Cuando el maltrato se normaliza: señales que deben alertar a la dirección escolar

En los centros educativos no solo se forman estudiantes; también se construyen culturas institucionales. Y cuando en esa cultura se toleran prácticas de hostigamiento, humillación o descalificación sistemática entre adultos, el daño no se limita a quienes lo padecen directamente. Se erosiona la confianza, se fractura el equipo de trabajo y se debilita la misión formativa de la escuela.

Existen conductas que, aunque a veces se presentan de manera sutil, configuran escenarios de maltrato laboral. Entre ellas se encuentra la desvalorización constante del trabajo de una persona, aun cuando sus aportaciones son pertinentes y sólidas. También la apropiación de ideas ajenas o el sabotaje deliberado de proyectos, con el propósito de restar protagonismo o generar descrédito. Estas prácticas no solo afectan la autoestima profesional; generan un clima de sospecha que contamina las relaciones laborales.

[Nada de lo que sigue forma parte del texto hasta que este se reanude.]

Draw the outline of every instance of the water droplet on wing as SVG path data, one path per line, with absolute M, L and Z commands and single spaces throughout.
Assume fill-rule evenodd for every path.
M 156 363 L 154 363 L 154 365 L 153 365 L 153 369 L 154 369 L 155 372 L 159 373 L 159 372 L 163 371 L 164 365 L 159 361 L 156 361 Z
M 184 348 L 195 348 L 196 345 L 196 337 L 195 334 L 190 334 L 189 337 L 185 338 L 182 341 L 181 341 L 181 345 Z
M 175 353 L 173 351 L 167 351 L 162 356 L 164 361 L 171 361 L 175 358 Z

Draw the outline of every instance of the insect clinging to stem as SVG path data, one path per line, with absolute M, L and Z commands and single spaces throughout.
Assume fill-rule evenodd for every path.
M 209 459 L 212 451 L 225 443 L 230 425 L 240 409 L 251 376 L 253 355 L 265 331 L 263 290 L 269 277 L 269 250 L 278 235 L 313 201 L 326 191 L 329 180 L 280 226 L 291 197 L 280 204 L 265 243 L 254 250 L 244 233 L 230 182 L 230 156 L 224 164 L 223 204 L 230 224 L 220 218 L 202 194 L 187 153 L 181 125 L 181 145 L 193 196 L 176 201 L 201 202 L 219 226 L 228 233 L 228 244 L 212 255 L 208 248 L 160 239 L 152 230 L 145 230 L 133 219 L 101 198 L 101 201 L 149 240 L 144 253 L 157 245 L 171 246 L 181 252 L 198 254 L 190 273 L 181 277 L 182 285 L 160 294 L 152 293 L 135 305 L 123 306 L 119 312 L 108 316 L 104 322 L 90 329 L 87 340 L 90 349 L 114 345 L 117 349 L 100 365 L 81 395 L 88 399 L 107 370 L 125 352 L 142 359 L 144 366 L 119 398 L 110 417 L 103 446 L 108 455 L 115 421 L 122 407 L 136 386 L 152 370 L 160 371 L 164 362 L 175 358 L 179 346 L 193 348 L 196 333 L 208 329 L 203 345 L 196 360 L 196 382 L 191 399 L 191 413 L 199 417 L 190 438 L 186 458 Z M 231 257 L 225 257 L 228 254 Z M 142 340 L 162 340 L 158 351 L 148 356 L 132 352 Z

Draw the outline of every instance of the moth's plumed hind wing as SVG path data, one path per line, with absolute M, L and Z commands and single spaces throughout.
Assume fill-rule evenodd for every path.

Otra señal preocupante es la sobrecarga desproporcionada de responsabilidades sin el acompañamiento necesario, colocando a alguien en una situación de desgaste continuo. Cuando esto se combina con supervisión excesiva, control minucioso y cuestionamientos permanentes sobre cada decisión, se limita la autonomía profesional y se instala un ambiente de presión que inhibe la iniciativa. Lejos de fortalecer el trabajo directivo, estas dinámicas debilitan la confianza colectiva.

La humillación pública, las burlas, los comentarios despectivos o los gritos no pueden justificarse bajo ningún argumento. Tales acciones vulneran la dignidad y envían un mensaje inequívoco: el respeto no es un valor prioritario. De igual forma, la difusión de rumores, el aislamiento intencional o el llamado “trato silencioso” constituyen formas de exclusión que afectan la integración del equipo de trabajo.

También resulta alarmante cuando se asignan tareas ambiguas o prácticamente imposibles de cumplir, para luego señalar el supuesto incumplimiento como evidencia de incapacidad. Esta práctica no solo es injusta; mina la seguridad profesional y rompe la posibilidad de mejora continua basada en el acompañamiento genuino.

En el ámbito educativo, estas conductas adquieren una dimensión aún más delicada. La dirección escolar no solo coordina procesos; modela comportamientos. Si quienes ejercen la función directiva normalizan el hostigamiento o participan en él, el mensaje implícito alcanza a toda la comunidad. Los estudiantes observan, aprenden y reproducen formas de relación. Por ello, la mejora del clima escolar comienza necesariamente por la manera en que los adultos se tratan entre sí.

Comprender estas señales es fundamental para quienes asumen la dirección. No basta con centrarse en indicadores académicos; es imprescindible atender la salud relacional de la institución. Un entorno donde predomina la descalificación constante difícilmente puede ofrecer condiciones favorables para la mejora del clima de aprendizaje. En cambio, cuando se promueve el respeto, la comunicación clara y la retroalimentación formativa, se fortalecen las relaciones laborales y se construye una cultura basada en la corresponsabilidad.

La función directiva implica también prevenir, detectar y atender estas situaciones con firmeza y sensibilidad. Esto supone establecer canales seguros de diálogo, clarificar expectativas, distribuir responsabilidades con justicia y reconocer públicamente las aportaciones del equipo de trabajo. Así se consolida un ambiente donde cada integrante puede desarrollarse sin temor.

La escuela que aspira a formar personas íntegras necesita adultos que practiquen la coherencia. Atender estas señales no es un asunto secundario; es una condición para el fortalecimiento del trabajo directivo y para la construcción de comunidades educativas sanas, donde el respeto y la confianza sean la base de todo proyecto compartido.